Effective security requires searching for and finding attacks faster – not waiting and reacting after a significant breach is discovered. Pravail Security Analytics captures and analyzes terabytes of network traffic data – in real time – so security teams can instantly identify attack activities that indicate the system has been compromised and take steps to remediate.
Features & Benefits
REAL TIME ATTACK DETECTION
When an attack has compromised your perimeter, quickly identifying it before it can do any damage is important. The Pravail Security Analytics appliances can capture an analyze traffic in real time. This means your security team can constantly monitor critical assets and immediately identify malicious activity.
COMPREHENSIVE ANALYSIS FOR ATTACK TIMELINES
Advanced threats are often comprised of multiple types of threats. In many cases, once an attacker gets a foothold into the network they will launch additional attacks to escalate privileges and/or access other system. The Pravail Security Analytics platform leverages full packet captures to analyze beyond individual threats and instead create a detailed timeline of when the compromise first occurred, what communications occurred and what other systems were impacted.
POWERFUL VISUALIZATIONS AND INTERACTIONS
Effective analysis requires ongoing interaction with your data. Pravail Security Analytics gives you the tools to interact with your data like never before. First, powerful visualizations display data from multiple perspectives (attacker, target, location or attack type) enabling security analysts to quickly compare attack statistics from different periods or locations, over years or terabytes of traffic. Second, you can play, pause and rewind data to easily investigate threats and build attack timelines.

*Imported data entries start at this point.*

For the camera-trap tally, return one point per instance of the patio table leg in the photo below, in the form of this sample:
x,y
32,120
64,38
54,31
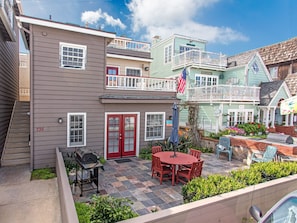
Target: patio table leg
x,y
173,174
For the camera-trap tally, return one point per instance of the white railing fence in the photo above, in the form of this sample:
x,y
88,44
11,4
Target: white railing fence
x,y
226,93
130,45
200,58
140,83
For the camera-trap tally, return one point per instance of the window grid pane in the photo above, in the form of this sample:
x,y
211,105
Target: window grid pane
x,y
155,126
72,56
76,134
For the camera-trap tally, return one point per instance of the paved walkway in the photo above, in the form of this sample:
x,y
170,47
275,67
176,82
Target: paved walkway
x,y
133,180
26,201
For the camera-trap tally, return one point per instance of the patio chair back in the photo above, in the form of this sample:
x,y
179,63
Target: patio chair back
x,y
156,149
185,175
196,153
196,169
159,170
268,155
224,146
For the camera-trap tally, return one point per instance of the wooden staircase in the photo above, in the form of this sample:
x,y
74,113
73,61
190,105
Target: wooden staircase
x,y
16,149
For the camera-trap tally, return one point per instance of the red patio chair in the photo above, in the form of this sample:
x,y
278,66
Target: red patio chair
x,y
194,152
187,174
159,170
156,149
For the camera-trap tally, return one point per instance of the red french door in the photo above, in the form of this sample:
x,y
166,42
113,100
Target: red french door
x,y
121,135
112,73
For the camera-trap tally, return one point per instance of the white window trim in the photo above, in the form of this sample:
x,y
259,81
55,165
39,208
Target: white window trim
x,y
133,68
163,133
246,111
83,47
207,76
84,114
113,66
166,51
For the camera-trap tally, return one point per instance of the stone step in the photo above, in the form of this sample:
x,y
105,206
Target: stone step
x,y
15,162
17,150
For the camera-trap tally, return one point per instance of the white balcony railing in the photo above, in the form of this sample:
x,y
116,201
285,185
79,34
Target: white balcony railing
x,y
140,83
201,59
125,43
224,93
6,16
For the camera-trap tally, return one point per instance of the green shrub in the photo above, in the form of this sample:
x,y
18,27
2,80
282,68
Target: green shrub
x,y
200,188
106,209
216,184
145,153
83,211
43,174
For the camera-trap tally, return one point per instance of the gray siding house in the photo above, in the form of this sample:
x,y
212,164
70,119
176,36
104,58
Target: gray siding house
x,y
9,47
75,103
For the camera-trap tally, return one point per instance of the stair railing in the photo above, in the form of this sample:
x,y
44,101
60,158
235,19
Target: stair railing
x,y
9,127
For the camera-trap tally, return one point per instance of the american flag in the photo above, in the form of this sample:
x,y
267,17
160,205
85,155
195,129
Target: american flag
x,y
182,81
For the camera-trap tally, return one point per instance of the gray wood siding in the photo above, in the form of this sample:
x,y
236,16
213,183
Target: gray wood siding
x,y
142,109
57,91
8,84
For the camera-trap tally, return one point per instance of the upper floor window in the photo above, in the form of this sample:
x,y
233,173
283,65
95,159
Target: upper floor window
x,y
255,67
23,64
168,54
76,129
72,56
154,126
236,116
273,72
186,48
135,72
205,80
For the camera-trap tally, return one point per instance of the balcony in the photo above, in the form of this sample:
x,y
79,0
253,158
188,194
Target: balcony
x,y
224,93
6,20
200,59
123,82
128,44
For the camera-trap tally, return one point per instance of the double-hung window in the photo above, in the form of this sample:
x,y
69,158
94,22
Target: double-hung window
x,y
131,81
202,80
168,54
76,131
154,126
73,56
241,116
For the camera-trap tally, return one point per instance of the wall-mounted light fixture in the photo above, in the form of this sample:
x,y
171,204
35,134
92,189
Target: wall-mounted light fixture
x,y
60,120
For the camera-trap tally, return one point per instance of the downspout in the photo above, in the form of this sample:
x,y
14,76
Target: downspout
x,y
31,96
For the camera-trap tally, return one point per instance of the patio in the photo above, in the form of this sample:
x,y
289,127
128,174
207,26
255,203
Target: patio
x,y
133,180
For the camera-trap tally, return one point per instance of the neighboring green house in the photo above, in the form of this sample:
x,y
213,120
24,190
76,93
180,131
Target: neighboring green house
x,y
222,91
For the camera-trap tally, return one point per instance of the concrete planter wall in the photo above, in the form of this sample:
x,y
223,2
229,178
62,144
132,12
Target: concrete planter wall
x,y
225,208
66,199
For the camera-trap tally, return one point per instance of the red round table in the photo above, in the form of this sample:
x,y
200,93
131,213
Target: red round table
x,y
178,159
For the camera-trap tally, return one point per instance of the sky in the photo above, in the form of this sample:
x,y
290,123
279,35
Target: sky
x,y
229,26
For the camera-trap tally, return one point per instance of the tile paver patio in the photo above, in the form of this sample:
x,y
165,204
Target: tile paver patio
x,y
133,180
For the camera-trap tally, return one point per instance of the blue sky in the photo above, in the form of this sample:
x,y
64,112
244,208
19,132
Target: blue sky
x,y
229,26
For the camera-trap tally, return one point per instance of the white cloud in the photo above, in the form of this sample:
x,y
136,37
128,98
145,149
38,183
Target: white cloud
x,y
93,17
164,18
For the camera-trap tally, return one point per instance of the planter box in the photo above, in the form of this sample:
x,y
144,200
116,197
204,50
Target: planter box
x,y
225,208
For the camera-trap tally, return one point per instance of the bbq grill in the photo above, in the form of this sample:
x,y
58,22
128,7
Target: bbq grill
x,y
280,138
87,170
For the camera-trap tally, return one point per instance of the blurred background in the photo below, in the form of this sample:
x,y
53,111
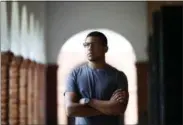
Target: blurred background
x,y
42,41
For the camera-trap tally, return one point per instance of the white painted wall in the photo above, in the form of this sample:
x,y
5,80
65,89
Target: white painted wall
x,y
21,36
65,19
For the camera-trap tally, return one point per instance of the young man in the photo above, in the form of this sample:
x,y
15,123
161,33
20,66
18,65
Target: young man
x,y
96,93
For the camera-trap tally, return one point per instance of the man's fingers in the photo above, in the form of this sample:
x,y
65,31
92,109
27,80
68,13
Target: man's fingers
x,y
118,90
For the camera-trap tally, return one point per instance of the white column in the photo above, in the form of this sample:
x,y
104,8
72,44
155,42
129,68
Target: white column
x,y
24,38
5,45
31,37
14,32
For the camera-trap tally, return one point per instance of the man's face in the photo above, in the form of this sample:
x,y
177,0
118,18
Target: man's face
x,y
95,50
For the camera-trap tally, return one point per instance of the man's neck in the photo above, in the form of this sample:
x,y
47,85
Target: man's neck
x,y
97,65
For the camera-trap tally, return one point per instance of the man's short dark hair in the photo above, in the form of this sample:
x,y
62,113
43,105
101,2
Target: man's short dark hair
x,y
100,35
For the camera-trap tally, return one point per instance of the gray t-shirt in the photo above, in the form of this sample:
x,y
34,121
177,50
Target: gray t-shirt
x,y
99,84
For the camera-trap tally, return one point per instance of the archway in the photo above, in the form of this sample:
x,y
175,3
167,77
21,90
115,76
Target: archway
x,y
121,55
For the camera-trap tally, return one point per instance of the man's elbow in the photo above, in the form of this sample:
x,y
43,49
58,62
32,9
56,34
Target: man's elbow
x,y
118,110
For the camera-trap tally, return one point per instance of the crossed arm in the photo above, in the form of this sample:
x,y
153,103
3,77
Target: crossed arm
x,y
115,106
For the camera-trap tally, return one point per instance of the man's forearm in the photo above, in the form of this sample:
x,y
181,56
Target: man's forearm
x,y
108,107
79,110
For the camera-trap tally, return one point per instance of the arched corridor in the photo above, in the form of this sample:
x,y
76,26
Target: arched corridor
x,y
120,55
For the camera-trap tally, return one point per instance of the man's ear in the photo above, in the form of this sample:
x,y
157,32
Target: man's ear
x,y
106,49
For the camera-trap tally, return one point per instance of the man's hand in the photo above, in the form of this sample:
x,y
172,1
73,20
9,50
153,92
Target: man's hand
x,y
118,95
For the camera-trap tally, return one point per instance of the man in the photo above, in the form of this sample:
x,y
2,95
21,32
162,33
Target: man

REANALYZE OLD DATA WITH NEW INTELLIGENCE
Determining initial compromise can be critical during attack investigations. The Pravail Security Analytics platform relies on a process called looping to identify previously undetected attacks. New security intelligence information is run against stored packet captures to determine if an attack compromised the system at an earlier date.
GLOBAL ATTACK INTELLIGENCE, LOCAL PROTECTION
The threat intelligence that keeps Pravail Security Analytics at the cutting edge of network security comes from data derived from Arbor’s ATLAS® (Active Threat Level Analysis System). Using this system, Arbor monitors Internet traffic to detect new threats that are targeting the enterprise. This data is analyzed by security experts within Arbor’s Security Engineering & Response Team (ASERT) and developed into effective analytics or detection methodologies.
RAPID DEPLOYMENT, IN THE CLOUD OR ON-PREMISE
Pravail Security Analytics uses Big Data technologies that lower the barrier to entry for organizations looking to deploy and operate world-class security analytics. An organization can securely upload packet captures to Pravail Security Analytics in the Cloud and be analyzing their data within minutes of a threat being identified. Pravail Security Analytics can also be deployed completely on premise for real time capture and analysis.
"Pravail Security Analytics has broken new ground in security analytics functionality. The ability to replay captured traffic (looping) through an updated engine provides retroactive forensics that takes advantage of new intelligence as it becomes available. That, and the enhanced graphical data mining capability sets Arbor's Pravail Security Analytics apart."